Thursday, November 4th, 2010

 Cash-tra-tion (n.): The act of buying a house, which renders the subject financially impotent for an indefinite period of time.

REMEMBER TO VOTE TOMORROW

Monday, November 1st, 2010

Everyone knows that tomorrow, Tuesday November 2, 2010 is the Mid-Term Elections. 

What does voting has to do with real estate?  It has lots to do with real estate.  There are zillions of laws and regulations affecting real estate: government taxes, municipal taxes, our schools, our parks, our streets, our neighborhoods, our police, mortgages, etc… 

Your vote will make a difference and will be part of ”the solution”, a solution or your solution.  And, if you think that all candidates are crooks, then, vote for the least crook of them all BUT VOTE!!!.  If you don’t vote you are part of  ”the problems”.   Non-voters are wimps, cowards and lazy but they are the first ones to benefit from the system, bitch at it and demand more from it. 

See you at your local voting hall tomorrow bright and early!   

ARE FORECLOSURES OR REO’S PRESENTLY SELLABLE?

Friday, October 29th, 2010

 http://www.cnbc.com/id/39909157/

Click on the above link for an article appearing today in MSNBC describing the horror story now going on between foreclosing Lenders and the Title Insurance Industry.

Earlier this month, I took up this problem with a major title insurer in our Fort Lauderdale market….who wishes all their cases were Bank of America, since that Lender gave Fidelity Title Insurance Company, his parent company, a blanket warranty of title for all properties they foreclose!  He did not yet have an answer on what his company would do if the property was not foreclosed by Bank of America.

This could make all unsold REO’s non-saleable, except a sale to a less than knowledgeable Buyer that is willing to accept the risk of an invalid title, if that appears as an exception on Schedule B to Title Policies because
foreclosing Lenders deeding the property would not guarantee the insuring Title Insurance Company against this risk.

This MERS caused mess continues to be a tremendous problem;  Lenders that developed and funded this MERS system, are apparently now having 2nd thoughts about its legality, because even they appear to be reluctant to
guarantee subsequent Title Insurers, and therefore REO Buyers, of good title.

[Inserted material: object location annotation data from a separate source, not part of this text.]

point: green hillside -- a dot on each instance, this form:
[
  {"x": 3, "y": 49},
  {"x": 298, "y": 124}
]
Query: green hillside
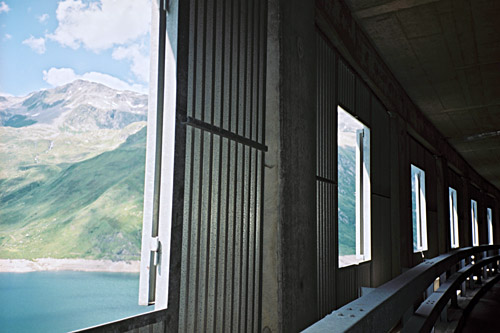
[
  {"x": 347, "y": 200},
  {"x": 90, "y": 209}
]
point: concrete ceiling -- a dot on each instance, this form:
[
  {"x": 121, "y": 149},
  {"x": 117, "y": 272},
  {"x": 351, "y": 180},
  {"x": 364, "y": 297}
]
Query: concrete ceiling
[{"x": 446, "y": 54}]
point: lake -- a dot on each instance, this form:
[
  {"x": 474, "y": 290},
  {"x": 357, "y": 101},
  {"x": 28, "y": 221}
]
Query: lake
[{"x": 65, "y": 301}]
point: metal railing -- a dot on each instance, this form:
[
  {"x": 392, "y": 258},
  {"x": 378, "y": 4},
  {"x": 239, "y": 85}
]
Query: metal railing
[{"x": 415, "y": 300}]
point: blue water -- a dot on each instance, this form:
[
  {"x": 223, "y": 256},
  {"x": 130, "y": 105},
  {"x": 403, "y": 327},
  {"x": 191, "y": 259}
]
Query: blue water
[{"x": 65, "y": 301}]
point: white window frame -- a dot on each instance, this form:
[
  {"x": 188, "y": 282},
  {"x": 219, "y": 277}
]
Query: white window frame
[
  {"x": 452, "y": 197},
  {"x": 159, "y": 177},
  {"x": 489, "y": 218},
  {"x": 363, "y": 195},
  {"x": 421, "y": 208},
  {"x": 475, "y": 229}
]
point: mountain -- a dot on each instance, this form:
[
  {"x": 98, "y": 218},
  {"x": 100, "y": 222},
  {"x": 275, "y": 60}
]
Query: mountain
[
  {"x": 77, "y": 106},
  {"x": 72, "y": 173},
  {"x": 347, "y": 200}
]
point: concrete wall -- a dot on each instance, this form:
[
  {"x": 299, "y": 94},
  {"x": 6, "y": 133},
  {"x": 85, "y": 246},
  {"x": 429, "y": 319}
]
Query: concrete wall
[{"x": 301, "y": 281}]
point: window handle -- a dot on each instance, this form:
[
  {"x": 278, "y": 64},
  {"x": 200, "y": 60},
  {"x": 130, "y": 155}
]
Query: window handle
[{"x": 155, "y": 248}]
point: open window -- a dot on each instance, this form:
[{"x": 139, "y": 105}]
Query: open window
[
  {"x": 489, "y": 217},
  {"x": 452, "y": 195},
  {"x": 354, "y": 190},
  {"x": 419, "y": 211},
  {"x": 158, "y": 188},
  {"x": 475, "y": 230}
]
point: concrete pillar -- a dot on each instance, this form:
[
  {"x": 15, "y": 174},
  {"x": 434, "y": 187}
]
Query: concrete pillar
[{"x": 289, "y": 297}]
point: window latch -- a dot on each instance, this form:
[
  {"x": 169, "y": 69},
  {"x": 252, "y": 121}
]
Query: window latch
[{"x": 155, "y": 248}]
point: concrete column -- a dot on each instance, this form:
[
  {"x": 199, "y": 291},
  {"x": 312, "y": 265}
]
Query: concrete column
[
  {"x": 297, "y": 195},
  {"x": 289, "y": 297}
]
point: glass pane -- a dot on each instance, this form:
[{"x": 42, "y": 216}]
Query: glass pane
[
  {"x": 419, "y": 224},
  {"x": 353, "y": 176}
]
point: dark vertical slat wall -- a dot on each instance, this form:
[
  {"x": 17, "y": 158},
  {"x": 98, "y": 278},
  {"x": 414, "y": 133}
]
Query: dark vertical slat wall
[
  {"x": 221, "y": 261},
  {"x": 326, "y": 172},
  {"x": 338, "y": 84}
]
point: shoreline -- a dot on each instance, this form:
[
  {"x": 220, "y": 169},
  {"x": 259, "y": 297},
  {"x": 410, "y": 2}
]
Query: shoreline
[{"x": 80, "y": 265}]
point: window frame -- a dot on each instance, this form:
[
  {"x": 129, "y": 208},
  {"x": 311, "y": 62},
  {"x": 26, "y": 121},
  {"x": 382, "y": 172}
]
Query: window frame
[
  {"x": 489, "y": 221},
  {"x": 420, "y": 209},
  {"x": 362, "y": 192},
  {"x": 474, "y": 223},
  {"x": 454, "y": 235},
  {"x": 159, "y": 177}
]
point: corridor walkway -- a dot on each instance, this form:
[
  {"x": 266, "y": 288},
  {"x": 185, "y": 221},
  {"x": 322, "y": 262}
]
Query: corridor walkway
[{"x": 484, "y": 316}]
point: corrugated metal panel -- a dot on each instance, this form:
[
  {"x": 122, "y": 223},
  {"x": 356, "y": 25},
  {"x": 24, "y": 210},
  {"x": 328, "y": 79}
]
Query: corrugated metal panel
[
  {"x": 347, "y": 285},
  {"x": 363, "y": 103},
  {"x": 326, "y": 235},
  {"x": 221, "y": 261},
  {"x": 346, "y": 85},
  {"x": 380, "y": 141},
  {"x": 326, "y": 172},
  {"x": 326, "y": 114}
]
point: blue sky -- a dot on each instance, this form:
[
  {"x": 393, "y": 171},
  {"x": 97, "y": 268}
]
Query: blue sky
[{"x": 47, "y": 43}]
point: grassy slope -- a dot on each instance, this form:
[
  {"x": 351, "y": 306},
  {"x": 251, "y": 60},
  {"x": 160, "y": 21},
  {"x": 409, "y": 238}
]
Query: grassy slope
[
  {"x": 89, "y": 209},
  {"x": 347, "y": 200}
]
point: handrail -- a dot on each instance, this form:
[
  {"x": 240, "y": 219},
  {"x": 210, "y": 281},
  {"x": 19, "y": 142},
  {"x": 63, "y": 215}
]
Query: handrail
[
  {"x": 428, "y": 312},
  {"x": 385, "y": 306}
]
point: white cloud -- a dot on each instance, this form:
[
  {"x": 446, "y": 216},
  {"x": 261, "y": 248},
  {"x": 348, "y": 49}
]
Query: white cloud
[
  {"x": 4, "y": 8},
  {"x": 43, "y": 18},
  {"x": 140, "y": 61},
  {"x": 60, "y": 76},
  {"x": 101, "y": 25},
  {"x": 36, "y": 44}
]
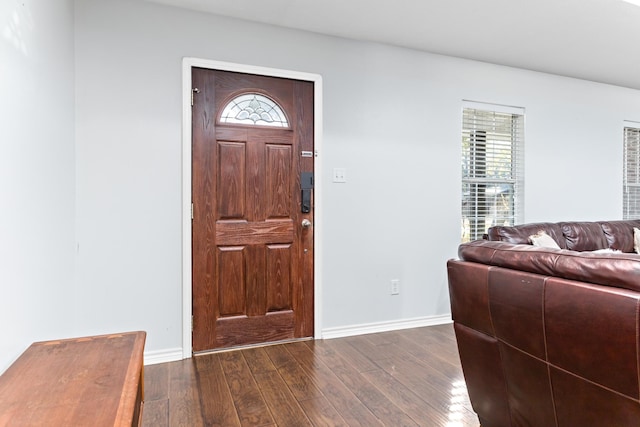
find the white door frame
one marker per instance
(187, 65)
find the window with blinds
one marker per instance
(492, 169)
(631, 173)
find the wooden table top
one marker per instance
(90, 381)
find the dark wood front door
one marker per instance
(252, 256)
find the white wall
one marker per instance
(391, 117)
(37, 170)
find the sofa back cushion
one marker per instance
(583, 236)
(619, 234)
(519, 234)
(612, 269)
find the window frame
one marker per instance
(631, 169)
(490, 132)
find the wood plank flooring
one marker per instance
(410, 377)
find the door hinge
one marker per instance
(194, 91)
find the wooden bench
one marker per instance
(92, 381)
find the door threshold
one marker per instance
(246, 346)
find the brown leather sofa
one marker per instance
(550, 337)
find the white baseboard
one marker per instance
(174, 354)
(162, 356)
(394, 325)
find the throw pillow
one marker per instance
(543, 240)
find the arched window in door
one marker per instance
(254, 109)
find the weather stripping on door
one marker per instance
(306, 184)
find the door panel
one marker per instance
(252, 259)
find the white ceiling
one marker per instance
(596, 40)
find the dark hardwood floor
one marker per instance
(403, 378)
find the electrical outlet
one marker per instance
(339, 175)
(395, 287)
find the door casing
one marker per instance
(187, 65)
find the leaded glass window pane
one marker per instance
(254, 109)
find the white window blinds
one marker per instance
(492, 170)
(631, 173)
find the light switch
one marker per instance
(339, 175)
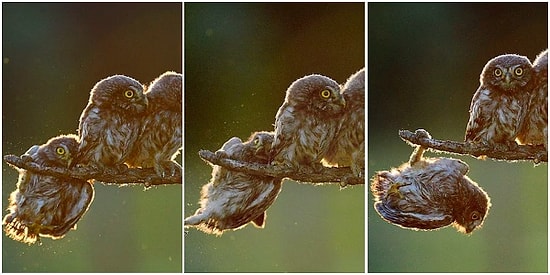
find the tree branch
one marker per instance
(146, 176)
(536, 154)
(342, 175)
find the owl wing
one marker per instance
(412, 219)
(77, 197)
(480, 113)
(285, 125)
(89, 138)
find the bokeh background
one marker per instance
(53, 54)
(239, 61)
(424, 65)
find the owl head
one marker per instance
(509, 73)
(58, 151)
(259, 145)
(119, 93)
(315, 94)
(475, 207)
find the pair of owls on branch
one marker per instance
(511, 103)
(121, 124)
(322, 122)
(319, 120)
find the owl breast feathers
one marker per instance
(233, 199)
(348, 147)
(534, 129)
(111, 122)
(307, 121)
(45, 205)
(161, 138)
(430, 194)
(499, 104)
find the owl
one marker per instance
(307, 122)
(160, 141)
(348, 147)
(233, 199)
(499, 104)
(534, 128)
(111, 122)
(44, 205)
(430, 193)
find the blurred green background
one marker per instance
(53, 54)
(424, 65)
(239, 61)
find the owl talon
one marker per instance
(394, 189)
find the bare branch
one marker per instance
(342, 175)
(536, 154)
(146, 176)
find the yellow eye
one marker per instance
(518, 71)
(129, 93)
(325, 93)
(60, 150)
(475, 216)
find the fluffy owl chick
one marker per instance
(111, 122)
(233, 199)
(534, 128)
(499, 104)
(307, 121)
(45, 205)
(161, 139)
(348, 147)
(430, 193)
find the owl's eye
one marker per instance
(60, 150)
(129, 93)
(475, 216)
(325, 93)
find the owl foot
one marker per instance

In my view, the Title Insurers and the American Land Title Insurance Association, are correct in their believe there is a legal risk that the REO lender may not have acquired good title by foreclosure.  The Uniform Land
Transactions laws, in my view,  have been quite clear on this for centuries: Mortgages, and any subsequent Assignments thereof,  must be recorded in the County’s land records, and notes setting forth the requirements for repaying that mortgage, must be endorsed to the mortgage assignee.

While this plays out, what will Lenders do with their foreclosures and their subsequent REOs?  Are we, Tax Payers, to pick up that tab to bail out the banks for their deliberate screw-up? 

I am not sure who is worse anymore: The Mafia’s bullyish scare tactics or the Lenders devious administrative practices?

All this could have been avoided if Lenders would have followed the laws of mortgage records and foreclosure procedures.

Who is David J. Stern?

Wednesday, October 27th, 2010

Lately you’ve all learned of the foreclosure moratotium placed by major banks and of the attack on MERS’ sloppy recording paperwork. 

David J. Stern is an attorney who’s law firm processed tons of sloppy foreclosure closings.  Watch this investigative report video published on TBWSDaily.com:  http://www.thinkbigworksmall.com/mypage/archive/1/54154/.  You be the judge of this report.

Life is good for lenders.

Wednesday, October 27th, 2010

Realtors, Haven’t you noticed that Banks are no longer amicable to entertain low offers of foreclosures lately?  I keep monitoring the Fort Lauderdale  Beach area MLS daily and I noticed that the REO and short-sale properties are priced nearly as much or equal to the non-distressed homes or condos on the market for sale.  Does that mean that the real estate market has finally reached rock bottom? 

As for the major lenders, it was reported last week on the National Public Radio that the 4th biggest lenders have each generated billions of profit in the 3rd quarter of this year – thanks to the FED allowing them to continue to borrow at 0%.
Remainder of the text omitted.